In spite of the hefty amount of pressure intrinsically involved in the concluding of an international phenomenon so vast in its appeal and so iconic in its cultural stature as J.K. Rowling’s Harry Potter series, the saga’s final installment, Harry Potter and the Deathly Hallows: Part 2, released this summer on July 15, 2011, had to be good.

It was, to borrow a phrase from Wall Street, too big to fail: Rowling’s book was too exciting, too movie-ready, too good to yield disappointment on the screen; the budget was too high; director David Yates was too tried, too familiar with the wants and needs of Potterheads; the cast members were too inextricably one with their respective fictional heroes and heroines. And the ending – oh, the ending – was just too good. Yes, since rumors surfaced years ago about a two-part Hallows, the finale was destined to awe.

And so it did.

From the solemn humanity of Dobby’s burial to the florescent culmination of the battle of Hogwarts to the warming closure of the three-way handhold atop Hogwarts’s ravaged stone bridge, Hallows: Part 2 moves perfectly, advancing with the swiftness and consistency of the dragon on which the protagonists take flight in the beginning of the movie, while stopping every once in a while to take economically from Rowling’s book its fleeting moments of poignancy.

It is, in its essence, an action movie of old tradition: it is full of life and death and love and good and evil, a quality which separates it from its decidedly narrow and forward- looking predecessors of the series. It does not concern itself with the nothing-scenes that plagued Hallows: Part 1, in which Harry would wander aimlessly in unexplained patches of snow, contemplating ad nauseam the temptation of the Hallows and the so-not-going-to-happen deterioration of his friendship with Ron.

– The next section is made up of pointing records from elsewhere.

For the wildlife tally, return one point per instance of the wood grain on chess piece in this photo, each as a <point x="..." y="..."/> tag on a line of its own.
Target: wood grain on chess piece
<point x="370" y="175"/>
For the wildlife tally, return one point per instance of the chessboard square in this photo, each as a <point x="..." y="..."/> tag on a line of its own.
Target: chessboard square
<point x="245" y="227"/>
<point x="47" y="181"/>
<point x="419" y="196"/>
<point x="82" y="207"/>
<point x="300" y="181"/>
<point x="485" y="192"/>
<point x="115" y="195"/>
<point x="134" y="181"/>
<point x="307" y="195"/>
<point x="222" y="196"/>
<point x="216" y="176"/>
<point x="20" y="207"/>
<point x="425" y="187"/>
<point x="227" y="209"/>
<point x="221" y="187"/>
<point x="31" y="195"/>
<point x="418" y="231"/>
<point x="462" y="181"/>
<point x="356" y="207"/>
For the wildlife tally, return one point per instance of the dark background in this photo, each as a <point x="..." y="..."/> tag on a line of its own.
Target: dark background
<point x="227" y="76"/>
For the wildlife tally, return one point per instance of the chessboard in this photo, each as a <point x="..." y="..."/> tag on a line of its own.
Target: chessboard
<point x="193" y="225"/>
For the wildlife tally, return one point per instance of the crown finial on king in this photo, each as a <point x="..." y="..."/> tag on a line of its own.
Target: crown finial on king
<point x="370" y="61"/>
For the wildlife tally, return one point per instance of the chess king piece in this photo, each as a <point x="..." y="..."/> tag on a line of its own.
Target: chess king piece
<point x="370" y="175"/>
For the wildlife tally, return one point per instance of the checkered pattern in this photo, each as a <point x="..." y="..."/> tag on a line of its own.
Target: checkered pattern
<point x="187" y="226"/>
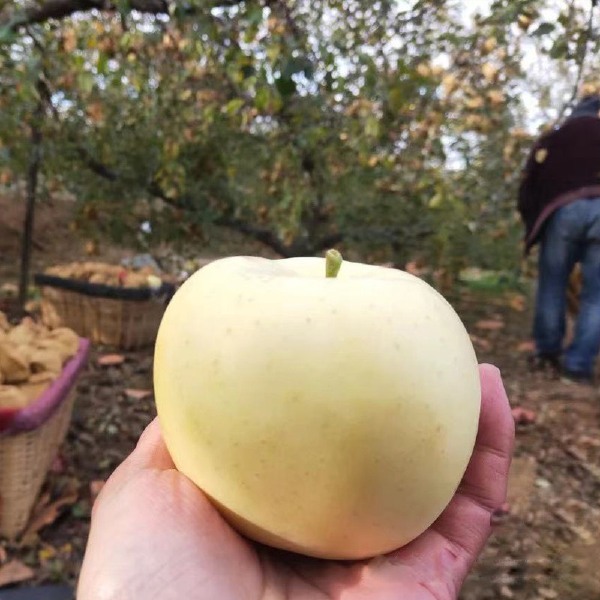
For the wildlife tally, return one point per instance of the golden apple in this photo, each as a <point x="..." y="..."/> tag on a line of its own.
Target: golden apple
<point x="328" y="415"/>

No, the final installment takes its $250 million budget and has fun – all sorts of fun: statued, mammoth-like warriors come to life to march in thumping cadence and protect the castle’s entrance from equally mammoth-like ogres, no less; time stops in the neon glow of Voldemort’s Killing Curse as he meets his younger adversary in the Forbidden Forest; a vivid and imaginatively contrived dragon, mentioned above, crashes through the walls and chandeliers of the dignified halls of Gringotts, offering as it escapes an equally vivid landscape of a London submerged in fog below.

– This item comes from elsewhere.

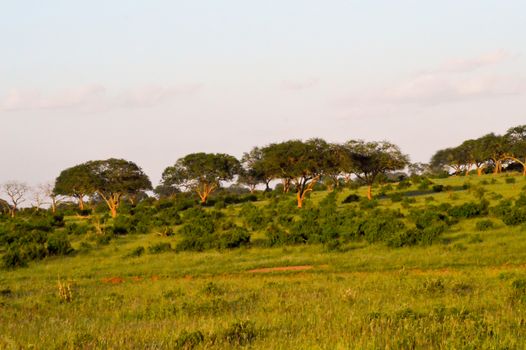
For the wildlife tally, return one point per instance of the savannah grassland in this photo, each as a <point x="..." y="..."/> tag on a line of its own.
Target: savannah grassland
<point x="466" y="292"/>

And, needless to say, Hallows: Part 2 benefits from the mature, skillful, and impactful acting that has graced the series for years. Alan Rickman’s portrayal of Snape stands out. While it is not unfair to consider the leading characters of the series static and unsophisticated, and thus their roles not terribly demanding, Snape, the unquestioned enigma of Rowling’s fictional personnel, presents a weightier challenge to his player.

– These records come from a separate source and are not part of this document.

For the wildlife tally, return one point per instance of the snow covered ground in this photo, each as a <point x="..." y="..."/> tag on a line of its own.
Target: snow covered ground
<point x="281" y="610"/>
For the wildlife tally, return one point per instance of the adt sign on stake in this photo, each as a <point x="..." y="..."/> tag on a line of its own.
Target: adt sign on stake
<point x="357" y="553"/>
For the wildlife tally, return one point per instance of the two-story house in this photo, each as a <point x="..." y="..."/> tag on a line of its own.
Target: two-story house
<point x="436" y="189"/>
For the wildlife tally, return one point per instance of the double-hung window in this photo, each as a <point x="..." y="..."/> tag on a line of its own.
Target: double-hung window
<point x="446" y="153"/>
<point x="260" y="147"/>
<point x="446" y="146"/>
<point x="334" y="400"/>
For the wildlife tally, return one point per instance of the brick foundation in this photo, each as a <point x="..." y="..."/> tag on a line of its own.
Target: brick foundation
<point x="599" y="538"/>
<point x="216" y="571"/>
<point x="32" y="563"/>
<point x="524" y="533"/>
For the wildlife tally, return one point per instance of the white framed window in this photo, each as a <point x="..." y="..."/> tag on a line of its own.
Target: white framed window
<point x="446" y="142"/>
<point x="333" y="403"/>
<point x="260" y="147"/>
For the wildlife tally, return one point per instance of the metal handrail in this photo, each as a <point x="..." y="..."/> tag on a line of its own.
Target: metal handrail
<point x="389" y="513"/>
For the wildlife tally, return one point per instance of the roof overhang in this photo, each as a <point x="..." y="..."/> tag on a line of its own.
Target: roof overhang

Rickman’s performance as the Master of Gloom in the final installment at once chills and warms the audience, a contradiction so pertinent to the understanding of Snape’s role in the seven novels that it becomes his defining characteristic and, indeed, a manifestation of the series’ uniting theme: while grief and anger dominate his life, it his love, for Lily and for Harry, that reaches beneath both and provides him a compass and, ultimately, records him for posterity, the latter of which Harry reminds us as he speaks to his concerned son of the future in Rowling’s epilogue: “Albus Severus, you were named for two headmasters of Hogwarts. One of them was a Slytherin and he was probably the bravest man I ever knew.”

In these fashions does Hallows: Part 2 establish itself as a forceful and balanced film, one ripe with a proper glory that both empowers the viewer and inspires in him humility and reverence. It is an aesthetic achievement and an emotional hurricane. Approach with great hesitance, and perhaps disgust, its unfavorable critic; if he does not pledge allegiance to that inevitably present group of biblio-loyalists – literalists, more fittingly – eager to denounce any textual digression – a transgression it would be – of the movie, itself a relentlessly boring group with a stubbornly unintelligent message . . .  then he probably just has poor taste, or is not a human.